How can a define the transposed version of the object and correctly declare the function?

--

PS I'm not asking about implementations, just about the typing and declaration.


Solution

  • Heh, you want Transpose<Transpose<T>> to yield something like T, right? And I'm assuming, although it's not explicit in the question, that you want this to work for arbitrary objects-or-arrays which contain objects-or-arrays, not specifically "things with value and label properties that contain arrays".

    That is conceptually easy, but things get hairy when dealing with objects-vs-arrays. Even though mapped types should produce array/tuples from array/tuples, there are pitfalls where the compiler doesn't realize it's mapping an array/tuple until it's too late and your mapped type is full of awful array methods like "length" | "push" | "pop" |.... I assume your implementation will also have some hairiness with this, but I'm worried about types here, not the implementation.

    Here's my version, which works except for bit of weirdness with IntelliSense showing a union of identical types (like type Foo = "a" | "a" | "a" where you'd expect to see type Foo = "a"), which luckily doesn't affect how the types behave:

    type Transpose<T> =
        T[Extract<keyof T, T extends readonly any[] ? number : unknown>] extends
        infer V ? { [K in keyof V]: { [L in keyof T]:
            K extends keyof T[L] ? T[L][K] : undefined } } : never;
    
    declare function transpose<T>(t: T): Transpose<T>;
    

    The explanation is that we are walking though the value/element types of T to figure out what the keys of the output type should be.
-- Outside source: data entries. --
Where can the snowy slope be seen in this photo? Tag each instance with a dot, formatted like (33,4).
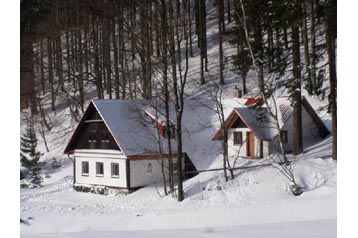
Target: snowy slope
(256,203)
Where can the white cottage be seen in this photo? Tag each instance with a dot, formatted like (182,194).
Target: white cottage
(252,131)
(120,144)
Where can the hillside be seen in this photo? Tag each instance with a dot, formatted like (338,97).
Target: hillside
(256,203)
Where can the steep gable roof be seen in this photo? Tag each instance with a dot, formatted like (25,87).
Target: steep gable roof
(132,129)
(262,124)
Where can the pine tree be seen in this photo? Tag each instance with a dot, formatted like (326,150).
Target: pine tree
(30,156)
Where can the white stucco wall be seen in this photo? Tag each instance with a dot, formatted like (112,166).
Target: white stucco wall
(106,157)
(146,172)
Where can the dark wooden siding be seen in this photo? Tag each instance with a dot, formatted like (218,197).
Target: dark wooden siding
(92,121)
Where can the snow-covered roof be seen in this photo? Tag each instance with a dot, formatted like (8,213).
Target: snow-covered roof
(261,122)
(132,129)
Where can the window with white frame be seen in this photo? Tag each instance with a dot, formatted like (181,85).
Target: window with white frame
(99,169)
(104,136)
(92,136)
(284,136)
(85,168)
(237,138)
(114,170)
That should be T[keyof T] but we need to do T[Extract<keyof T, ...] to make sure that arrays don't mess things up. Then we mostly just turn T[K][L] into T[L][K] with some type checks along the way.
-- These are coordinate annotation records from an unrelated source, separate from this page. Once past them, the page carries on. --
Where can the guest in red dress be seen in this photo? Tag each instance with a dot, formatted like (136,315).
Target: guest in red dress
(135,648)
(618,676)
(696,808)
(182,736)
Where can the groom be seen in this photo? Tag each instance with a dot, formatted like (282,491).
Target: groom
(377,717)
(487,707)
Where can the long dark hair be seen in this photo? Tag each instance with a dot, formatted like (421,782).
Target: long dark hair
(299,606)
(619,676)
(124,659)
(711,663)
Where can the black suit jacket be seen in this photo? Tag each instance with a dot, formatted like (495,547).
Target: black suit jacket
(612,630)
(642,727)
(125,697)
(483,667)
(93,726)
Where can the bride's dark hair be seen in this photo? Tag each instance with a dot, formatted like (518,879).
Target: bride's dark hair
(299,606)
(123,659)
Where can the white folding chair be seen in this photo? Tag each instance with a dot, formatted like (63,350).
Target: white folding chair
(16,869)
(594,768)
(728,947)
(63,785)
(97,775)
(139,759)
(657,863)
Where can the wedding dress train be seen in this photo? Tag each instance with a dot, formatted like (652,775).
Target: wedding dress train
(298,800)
    Let's test it. We need a const assertion or something like it if you want the compiler to keep track of which values are at which keys:

    const original = {
        value: [1, 2, 3],
        label: ["one", "two", "three"]
    } as const
    /* const original: {
        readonly value: readonly [1, 2, 3];
        readonly label: readonly ["one", "two", "three"];
    } */
    

    Now we'll transpose it:

    const transposed = transpose(original);
    /* readonly [{
        readonly value: 1;
        readonly label: "one";
    }, {
        readonly value: 2;
        readonly label: "two";
    }, {
        readonly value: 3;
        readonly label: "three";
    }]
    */
    
    
    transposed.forEach(v => v.label) // transposed is seen as an array
    transposed[1].label // known to be "two"
    

    Looks good. If you use IntelliSense on transposed you will see it as a union of three identical types, but 🤷‍♂️. (This is a known design limitation of TypeScript; see microsoft/TypeScript#16582. It's possible to force the compiler to aggressively reduce unions, as shown here, but that isn't really the point of this question, so I digress.) The output type is seen as a tuple, so it has all the array methods, which I assume you want.
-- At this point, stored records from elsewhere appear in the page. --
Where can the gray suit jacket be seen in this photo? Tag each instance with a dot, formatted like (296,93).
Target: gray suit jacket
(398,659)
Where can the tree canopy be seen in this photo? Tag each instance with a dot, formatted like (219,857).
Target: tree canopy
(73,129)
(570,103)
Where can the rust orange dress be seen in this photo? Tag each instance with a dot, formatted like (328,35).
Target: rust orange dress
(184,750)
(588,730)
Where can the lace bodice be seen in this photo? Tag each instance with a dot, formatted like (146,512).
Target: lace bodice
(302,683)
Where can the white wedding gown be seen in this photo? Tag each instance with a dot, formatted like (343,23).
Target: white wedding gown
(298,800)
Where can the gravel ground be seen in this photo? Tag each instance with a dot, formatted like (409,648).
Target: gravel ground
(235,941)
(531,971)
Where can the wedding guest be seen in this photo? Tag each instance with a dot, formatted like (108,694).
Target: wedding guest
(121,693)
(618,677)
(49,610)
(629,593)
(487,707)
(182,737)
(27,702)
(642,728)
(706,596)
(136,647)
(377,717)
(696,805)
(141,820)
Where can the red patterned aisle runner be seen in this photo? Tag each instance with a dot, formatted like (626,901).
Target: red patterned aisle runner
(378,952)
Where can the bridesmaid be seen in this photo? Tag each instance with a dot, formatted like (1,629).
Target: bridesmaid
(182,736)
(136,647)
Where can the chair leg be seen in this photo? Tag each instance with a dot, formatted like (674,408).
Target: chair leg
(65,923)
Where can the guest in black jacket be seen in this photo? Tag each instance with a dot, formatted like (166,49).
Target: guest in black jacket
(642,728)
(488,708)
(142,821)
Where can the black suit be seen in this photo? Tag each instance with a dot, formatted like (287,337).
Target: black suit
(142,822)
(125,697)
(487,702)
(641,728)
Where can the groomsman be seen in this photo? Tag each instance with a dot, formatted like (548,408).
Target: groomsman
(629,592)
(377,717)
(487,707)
    Then we're supposed to be able to obtain the original again by transposing the transposed thing:

    const reOriginal = transpose(transposed);
    /* const reOriginal: {
        readonly value: readonly [1, 2, 3];
        readonly label: readonly ["one", "two", "three"];
    } */
    
    reOriginal.label.map(x => x + "!"); // reOriginal.label is seen as an array
    

    Again, looks good. The type of reOriginal is (modulo IntelliSense) the same as the type of original. Hooray!